The Court of Appeals' seven judges unanimously approved the changes, which will be effective July 1. The changes mark the latest development in a growing push nationwide to keep cash bail alone from incarcerating the poor. They were approved after the court heard hours of testimony last month on revisions proposed by the state judiciary's Standing Committee on Rules and Practice and Procedure.
    
"You need to look at what the defendant's situation is, what his or her risks really are and attempt to fashion an ability to release on the least onerous conditions possibility," said Alan Wilner, a retired Court of Appeals judge who now serves as chairman of the committee.
    
Supporters of abolishing cash bail requirements argue that many poor defendants languish in jail for minor offenses while wealthy suspects accused of serious crimes can often post bail while awaiting trial. Cities in Alabama, Kansas, Missouri, Mississippi and Louisiana have ended cash bail because of lawsuits filed by Equal Justice Under Law, a Washington D.C.-based legal aid group, the group says.
    
The changes in Maryland don't entirely eliminate the use of bail. Judicial officers can still set bail, so long as the arrestee can afford it. The changes also contain provisions to detain defendants who pose a danger to the community.
    
In October, Maryland Attorney General Brian Frosh urged the committee to ensure that judicial officers consider an individual's ability to pay bail, and not set financial conditions solely for the purpose of detaining a defendant.
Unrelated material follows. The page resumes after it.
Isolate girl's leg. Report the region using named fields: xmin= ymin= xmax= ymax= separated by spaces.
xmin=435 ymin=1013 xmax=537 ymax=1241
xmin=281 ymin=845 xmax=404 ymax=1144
The attorney general's office had concluded the state's current pretrial bail system was likely unconstitutional, because people are incarcerated for inability to post bail.
    
The rules change comes after legislation to reform the state's bail system has been introduced for years but failed to pass in the General Assembly.
    
Wilner characterized the court decision as a milestone - in the sense that nothing has been done for years.
    
He also said, "To close the circle and to really make a real difference the legislature does need to step up and provide for what people are calling robust pretrial release service centers throughout the state to do risk assessments and to provide monitoring ... so that judicial officers can feel more comfortable releasing people, if they're going to be monitored."
    
He said he's hopeful the legislature will now take up more comprehensive reform.
    
"It is a work in progress and the important thing is that we got started," Wilner said. "We've moved off of where we were at least to second base and maybe coming around to third."